O segmento de bens de consumo duráveis recuou 6,5% no índice mensal de setembro de 2016, trigésimo primeiro resultado negativo consecutivo nesse tipo de confronto, mas o menos intenso desde junho de 2015 (-0,5%). Nesse mês, o setor foi particularmente pressionado pela menor fabricação de motocicletas (-32,5%) e de eletrodomésticos da “linha marrom” (-11,2%) e da “linha branca” (-13,3%). Outros impactos negativos importantes vieram dos grupamentos de móveis (-6,4%) e de outros eletrodomésticos (-1,5%), enquanto o principal resultado positivo foi observado em automóveis (3,4%).

Ainda no confronto com setembro de 2015, a produção de bens de consumo semi e não-duráveis recuou 5,5% em setembro de 2016, quinta taxa negativa consecutiva e mais intensa do que a registrada no mês anterior (-2,0%). O desempenho nesse mês foi explicado pelos recuos em todos os grupamentos: não-duráveis (-10,3%), alimentos e bebidas elaborados para consumo doméstico (-3,2%), carburantes (-6,9%) e semiduráveis (-3,6%).

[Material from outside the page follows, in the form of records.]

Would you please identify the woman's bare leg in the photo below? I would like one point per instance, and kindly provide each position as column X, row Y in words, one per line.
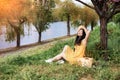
column 59, row 56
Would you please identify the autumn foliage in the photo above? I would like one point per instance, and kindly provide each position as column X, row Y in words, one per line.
column 11, row 8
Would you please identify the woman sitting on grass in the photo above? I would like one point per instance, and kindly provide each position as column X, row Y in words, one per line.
column 73, row 56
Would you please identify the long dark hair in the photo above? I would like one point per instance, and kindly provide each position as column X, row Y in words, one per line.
column 80, row 38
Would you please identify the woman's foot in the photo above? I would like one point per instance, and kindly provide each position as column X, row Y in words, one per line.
column 49, row 60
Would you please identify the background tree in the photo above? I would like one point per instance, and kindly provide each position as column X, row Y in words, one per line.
column 105, row 10
column 42, row 15
column 67, row 10
column 87, row 16
column 13, row 15
column 116, row 18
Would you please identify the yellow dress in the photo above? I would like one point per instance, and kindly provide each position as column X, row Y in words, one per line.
column 73, row 56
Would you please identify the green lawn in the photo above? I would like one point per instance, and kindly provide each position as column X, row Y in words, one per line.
column 29, row 64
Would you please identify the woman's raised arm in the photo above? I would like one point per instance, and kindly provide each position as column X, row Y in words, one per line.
column 86, row 31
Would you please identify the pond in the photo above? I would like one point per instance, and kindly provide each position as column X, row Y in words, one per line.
column 56, row 29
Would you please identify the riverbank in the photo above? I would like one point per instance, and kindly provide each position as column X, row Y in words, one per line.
column 6, row 51
column 29, row 64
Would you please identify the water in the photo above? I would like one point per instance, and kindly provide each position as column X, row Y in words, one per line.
column 55, row 30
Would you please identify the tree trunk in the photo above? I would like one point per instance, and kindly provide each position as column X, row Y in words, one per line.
column 40, row 34
column 103, row 33
column 18, row 38
column 92, row 25
column 103, row 37
column 68, row 25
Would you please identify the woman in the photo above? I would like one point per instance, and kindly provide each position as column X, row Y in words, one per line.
column 73, row 56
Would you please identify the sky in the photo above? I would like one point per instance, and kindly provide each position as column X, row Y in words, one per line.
column 86, row 1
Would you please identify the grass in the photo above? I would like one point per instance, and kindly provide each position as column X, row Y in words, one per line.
column 29, row 64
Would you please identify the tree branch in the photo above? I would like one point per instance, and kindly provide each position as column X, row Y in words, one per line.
column 85, row 4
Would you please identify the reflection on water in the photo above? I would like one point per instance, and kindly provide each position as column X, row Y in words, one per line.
column 56, row 29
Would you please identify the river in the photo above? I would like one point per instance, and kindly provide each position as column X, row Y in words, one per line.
column 56, row 29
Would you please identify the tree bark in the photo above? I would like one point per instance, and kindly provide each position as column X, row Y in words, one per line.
column 103, row 33
column 92, row 25
column 18, row 38
column 68, row 25
column 40, row 34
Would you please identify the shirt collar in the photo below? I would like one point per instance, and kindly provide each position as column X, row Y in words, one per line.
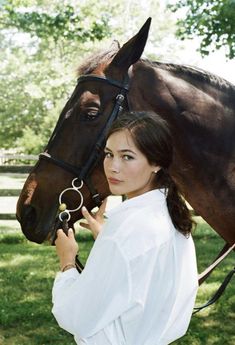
column 156, row 196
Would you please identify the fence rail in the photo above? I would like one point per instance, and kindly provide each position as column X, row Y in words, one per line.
column 14, row 164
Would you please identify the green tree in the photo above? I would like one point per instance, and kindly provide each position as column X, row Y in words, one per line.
column 211, row 20
column 41, row 44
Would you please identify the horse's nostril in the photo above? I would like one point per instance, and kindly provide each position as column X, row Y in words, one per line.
column 28, row 216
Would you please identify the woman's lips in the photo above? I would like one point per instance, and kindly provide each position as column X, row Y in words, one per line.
column 114, row 180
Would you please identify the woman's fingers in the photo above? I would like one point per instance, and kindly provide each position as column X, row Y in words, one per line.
column 87, row 215
column 102, row 208
column 85, row 225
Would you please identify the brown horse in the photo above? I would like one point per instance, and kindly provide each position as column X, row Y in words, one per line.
column 198, row 106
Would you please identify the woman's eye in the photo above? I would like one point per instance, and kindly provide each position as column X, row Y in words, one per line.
column 107, row 155
column 127, row 157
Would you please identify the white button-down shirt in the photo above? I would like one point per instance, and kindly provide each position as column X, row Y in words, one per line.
column 139, row 283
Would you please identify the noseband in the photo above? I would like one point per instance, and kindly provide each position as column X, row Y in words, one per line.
column 83, row 174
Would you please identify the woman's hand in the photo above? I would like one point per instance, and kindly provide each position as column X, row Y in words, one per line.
column 94, row 221
column 66, row 247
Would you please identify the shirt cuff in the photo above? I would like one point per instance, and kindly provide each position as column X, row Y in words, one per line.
column 70, row 273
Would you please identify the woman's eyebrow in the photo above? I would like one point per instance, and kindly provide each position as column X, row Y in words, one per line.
column 122, row 150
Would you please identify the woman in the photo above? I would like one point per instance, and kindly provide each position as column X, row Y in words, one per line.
column 140, row 280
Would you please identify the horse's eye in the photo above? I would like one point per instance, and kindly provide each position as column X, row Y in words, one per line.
column 91, row 114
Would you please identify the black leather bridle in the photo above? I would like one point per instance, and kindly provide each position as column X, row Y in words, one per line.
column 84, row 173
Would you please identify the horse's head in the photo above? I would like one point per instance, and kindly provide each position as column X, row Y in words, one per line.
column 75, row 148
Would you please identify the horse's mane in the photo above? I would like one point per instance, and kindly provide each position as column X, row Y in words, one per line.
column 103, row 57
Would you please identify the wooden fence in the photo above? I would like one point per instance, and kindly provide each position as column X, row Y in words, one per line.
column 14, row 164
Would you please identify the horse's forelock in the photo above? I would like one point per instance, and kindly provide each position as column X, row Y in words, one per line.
column 94, row 61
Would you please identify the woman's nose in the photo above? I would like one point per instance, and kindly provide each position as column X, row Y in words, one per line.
column 114, row 166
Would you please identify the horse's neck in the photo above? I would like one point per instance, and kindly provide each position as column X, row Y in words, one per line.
column 182, row 84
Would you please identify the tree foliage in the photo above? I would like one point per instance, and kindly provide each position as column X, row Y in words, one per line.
column 41, row 44
column 211, row 20
column 65, row 21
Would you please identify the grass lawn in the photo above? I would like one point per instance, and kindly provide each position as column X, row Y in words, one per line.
column 27, row 271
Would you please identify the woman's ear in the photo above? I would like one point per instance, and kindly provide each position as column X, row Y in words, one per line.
column 156, row 169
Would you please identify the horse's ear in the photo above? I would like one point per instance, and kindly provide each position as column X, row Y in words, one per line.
column 115, row 45
column 132, row 50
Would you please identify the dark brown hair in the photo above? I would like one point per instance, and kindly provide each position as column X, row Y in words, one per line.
column 152, row 137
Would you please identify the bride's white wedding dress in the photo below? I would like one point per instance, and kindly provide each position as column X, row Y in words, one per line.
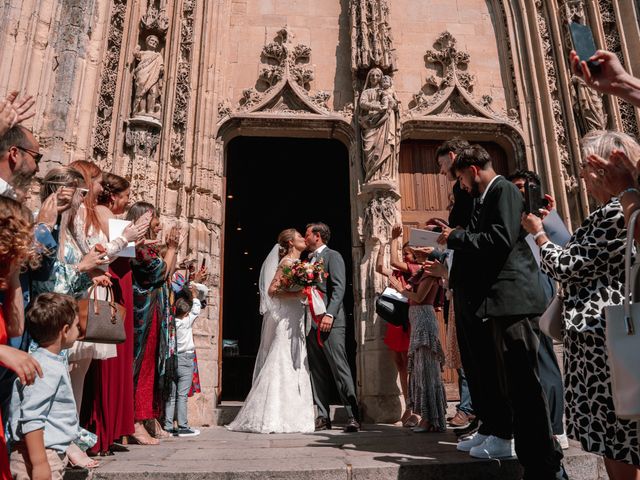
column 280, row 400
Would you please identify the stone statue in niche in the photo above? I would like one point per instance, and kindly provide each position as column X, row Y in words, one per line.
column 148, row 76
column 379, row 119
column 587, row 107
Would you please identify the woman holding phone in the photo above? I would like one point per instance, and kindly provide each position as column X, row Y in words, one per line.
column 111, row 380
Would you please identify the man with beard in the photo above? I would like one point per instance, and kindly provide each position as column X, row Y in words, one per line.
column 19, row 158
column 502, row 299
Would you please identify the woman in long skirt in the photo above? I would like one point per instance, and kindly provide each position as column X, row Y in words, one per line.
column 426, row 356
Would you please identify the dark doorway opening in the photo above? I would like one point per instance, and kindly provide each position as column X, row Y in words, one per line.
column 274, row 184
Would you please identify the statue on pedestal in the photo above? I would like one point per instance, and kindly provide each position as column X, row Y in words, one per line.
column 379, row 119
column 148, row 75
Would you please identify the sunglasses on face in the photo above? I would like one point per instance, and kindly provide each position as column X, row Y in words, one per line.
column 37, row 156
column 83, row 191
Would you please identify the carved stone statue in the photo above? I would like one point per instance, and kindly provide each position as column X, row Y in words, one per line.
column 148, row 76
column 587, row 107
column 379, row 118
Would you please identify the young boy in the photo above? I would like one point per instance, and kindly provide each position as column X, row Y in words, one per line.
column 43, row 420
column 187, row 308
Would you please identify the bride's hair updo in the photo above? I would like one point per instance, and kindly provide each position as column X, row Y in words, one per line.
column 284, row 238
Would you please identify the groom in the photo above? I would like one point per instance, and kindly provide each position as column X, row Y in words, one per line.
column 328, row 362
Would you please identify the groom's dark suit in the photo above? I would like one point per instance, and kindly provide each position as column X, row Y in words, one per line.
column 328, row 364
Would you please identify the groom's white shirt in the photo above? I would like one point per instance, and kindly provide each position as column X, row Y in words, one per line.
column 314, row 257
column 316, row 253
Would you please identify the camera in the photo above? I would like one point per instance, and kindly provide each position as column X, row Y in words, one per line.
column 533, row 198
column 438, row 256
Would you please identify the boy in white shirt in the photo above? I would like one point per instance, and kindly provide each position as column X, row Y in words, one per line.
column 186, row 312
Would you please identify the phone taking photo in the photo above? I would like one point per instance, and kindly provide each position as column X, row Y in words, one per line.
column 533, row 199
column 584, row 45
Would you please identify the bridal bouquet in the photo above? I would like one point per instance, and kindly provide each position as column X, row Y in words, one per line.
column 300, row 275
column 306, row 276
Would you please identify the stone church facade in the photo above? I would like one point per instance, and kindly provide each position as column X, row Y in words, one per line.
column 157, row 90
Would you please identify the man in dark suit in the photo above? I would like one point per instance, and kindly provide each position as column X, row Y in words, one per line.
column 548, row 368
column 326, row 341
column 504, row 294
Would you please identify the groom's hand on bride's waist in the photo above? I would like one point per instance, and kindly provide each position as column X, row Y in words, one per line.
column 326, row 323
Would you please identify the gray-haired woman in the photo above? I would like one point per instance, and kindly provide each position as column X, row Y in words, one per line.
column 590, row 269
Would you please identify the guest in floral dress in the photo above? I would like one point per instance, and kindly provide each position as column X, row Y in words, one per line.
column 16, row 249
column 154, row 346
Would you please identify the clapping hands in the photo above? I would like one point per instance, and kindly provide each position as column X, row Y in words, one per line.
column 13, row 112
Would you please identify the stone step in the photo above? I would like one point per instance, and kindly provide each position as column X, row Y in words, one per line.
column 226, row 412
column 380, row 452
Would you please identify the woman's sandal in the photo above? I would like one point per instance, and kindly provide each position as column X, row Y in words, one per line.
column 79, row 459
column 428, row 428
column 143, row 439
column 412, row 421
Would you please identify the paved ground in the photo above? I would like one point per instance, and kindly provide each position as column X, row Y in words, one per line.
column 380, row 452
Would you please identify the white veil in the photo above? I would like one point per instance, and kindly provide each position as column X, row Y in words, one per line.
column 268, row 307
column 267, row 272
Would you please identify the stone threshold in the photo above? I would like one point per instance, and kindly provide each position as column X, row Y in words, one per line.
column 379, row 452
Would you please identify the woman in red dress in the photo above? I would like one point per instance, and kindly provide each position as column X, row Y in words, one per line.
column 154, row 347
column 397, row 338
column 16, row 247
column 111, row 380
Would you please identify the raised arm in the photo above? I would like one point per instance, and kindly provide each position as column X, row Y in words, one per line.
column 275, row 289
column 380, row 268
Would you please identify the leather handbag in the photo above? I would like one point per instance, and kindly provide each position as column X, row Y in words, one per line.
column 623, row 339
column 101, row 321
column 393, row 310
column 551, row 321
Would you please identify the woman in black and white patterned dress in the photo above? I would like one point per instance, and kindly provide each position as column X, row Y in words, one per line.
column 590, row 269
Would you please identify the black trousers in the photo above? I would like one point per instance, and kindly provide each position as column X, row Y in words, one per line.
column 477, row 352
column 329, row 365
column 551, row 380
column 516, row 342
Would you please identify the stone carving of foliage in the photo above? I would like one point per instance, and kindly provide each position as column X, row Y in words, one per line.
column 380, row 216
column 183, row 83
column 281, row 56
column 109, row 78
column 371, row 39
column 613, row 44
column 552, row 83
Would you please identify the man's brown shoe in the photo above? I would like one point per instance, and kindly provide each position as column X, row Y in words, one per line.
column 352, row 426
column 322, row 424
column 461, row 419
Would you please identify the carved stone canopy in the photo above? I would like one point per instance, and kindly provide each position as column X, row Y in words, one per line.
column 451, row 89
column 287, row 75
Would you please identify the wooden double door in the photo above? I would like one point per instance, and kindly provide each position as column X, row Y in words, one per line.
column 425, row 195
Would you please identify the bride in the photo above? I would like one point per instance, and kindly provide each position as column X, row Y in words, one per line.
column 280, row 400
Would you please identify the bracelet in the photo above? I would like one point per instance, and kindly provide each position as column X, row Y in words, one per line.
column 628, row 190
column 539, row 234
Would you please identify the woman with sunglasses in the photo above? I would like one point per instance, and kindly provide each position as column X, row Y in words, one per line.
column 111, row 412
column 70, row 270
column 89, row 230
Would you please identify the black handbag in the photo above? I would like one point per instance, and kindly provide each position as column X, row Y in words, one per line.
column 392, row 310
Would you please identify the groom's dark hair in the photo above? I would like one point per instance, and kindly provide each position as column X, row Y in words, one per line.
column 322, row 229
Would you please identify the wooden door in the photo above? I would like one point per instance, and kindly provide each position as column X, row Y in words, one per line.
column 425, row 195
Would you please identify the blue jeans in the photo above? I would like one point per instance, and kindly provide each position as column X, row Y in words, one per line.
column 177, row 403
column 465, row 405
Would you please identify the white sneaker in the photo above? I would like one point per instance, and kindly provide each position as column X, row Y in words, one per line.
column 494, row 447
column 472, row 441
column 563, row 440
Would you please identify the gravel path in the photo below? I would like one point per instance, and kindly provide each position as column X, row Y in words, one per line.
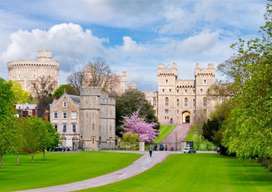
column 139, row 166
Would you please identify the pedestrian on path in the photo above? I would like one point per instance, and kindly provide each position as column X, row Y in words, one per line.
column 150, row 150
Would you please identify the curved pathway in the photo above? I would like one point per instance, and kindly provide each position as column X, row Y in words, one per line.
column 142, row 164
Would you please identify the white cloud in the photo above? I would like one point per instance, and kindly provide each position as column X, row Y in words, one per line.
column 170, row 17
column 74, row 47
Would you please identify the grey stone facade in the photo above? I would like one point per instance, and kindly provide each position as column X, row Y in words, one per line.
column 182, row 101
column 86, row 121
column 97, row 119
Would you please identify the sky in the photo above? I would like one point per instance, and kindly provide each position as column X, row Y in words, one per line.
column 131, row 35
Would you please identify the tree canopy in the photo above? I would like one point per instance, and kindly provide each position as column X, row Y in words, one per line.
column 132, row 101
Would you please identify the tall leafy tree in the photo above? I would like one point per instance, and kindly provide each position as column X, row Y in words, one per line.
column 21, row 96
column 66, row 88
column 248, row 129
column 7, row 102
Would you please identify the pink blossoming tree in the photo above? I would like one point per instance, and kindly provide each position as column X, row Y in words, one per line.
column 137, row 125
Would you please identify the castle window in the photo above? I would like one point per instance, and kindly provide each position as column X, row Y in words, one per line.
column 74, row 115
column 56, row 126
column 74, row 127
column 64, row 128
column 166, row 101
column 55, row 115
column 185, row 101
column 204, row 101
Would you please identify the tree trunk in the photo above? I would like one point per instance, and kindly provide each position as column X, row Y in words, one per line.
column 44, row 154
column 17, row 159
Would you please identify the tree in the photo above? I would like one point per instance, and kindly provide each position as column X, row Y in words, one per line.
column 7, row 102
column 43, row 88
column 131, row 101
column 95, row 74
column 212, row 129
column 67, row 88
column 21, row 96
column 37, row 135
column 248, row 129
column 135, row 124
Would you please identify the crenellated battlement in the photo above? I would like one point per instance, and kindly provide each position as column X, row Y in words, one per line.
column 27, row 71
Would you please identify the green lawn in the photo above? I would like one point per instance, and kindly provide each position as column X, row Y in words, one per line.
column 59, row 168
column 197, row 173
column 165, row 130
column 195, row 135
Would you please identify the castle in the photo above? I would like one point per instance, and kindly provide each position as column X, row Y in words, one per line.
column 28, row 71
column 182, row 101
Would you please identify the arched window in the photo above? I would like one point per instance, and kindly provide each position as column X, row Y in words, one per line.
column 185, row 101
column 166, row 101
column 204, row 101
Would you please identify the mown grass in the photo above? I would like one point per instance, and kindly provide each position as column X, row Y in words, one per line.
column 59, row 168
column 195, row 135
column 165, row 130
column 197, row 173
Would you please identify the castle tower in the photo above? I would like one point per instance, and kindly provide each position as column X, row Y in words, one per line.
column 167, row 77
column 204, row 78
column 26, row 72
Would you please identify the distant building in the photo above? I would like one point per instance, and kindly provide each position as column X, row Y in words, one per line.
column 26, row 110
column 182, row 101
column 26, row 72
column 64, row 115
column 86, row 121
column 97, row 119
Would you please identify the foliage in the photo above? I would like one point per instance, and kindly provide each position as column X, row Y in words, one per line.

O setor de bens intermediários (-4,1%) assinalou a trigésima taxa negativa consecutiva no índice mensal, mas com a queda menos intensa desde junho de 2015 (-1,1%). Nessa categoria econômica, vale citar também os resultados negativos nos grupamentos de insumos típicos para construção civil (-11,5%, o trigésimo primeiro recuo seguido em relação a igual mês do ano anterior) e de embalagens (-4,1%), após avançar 1,0% no mês anterior quando interrompeu dezenove meses de taxas negativas consecutivas.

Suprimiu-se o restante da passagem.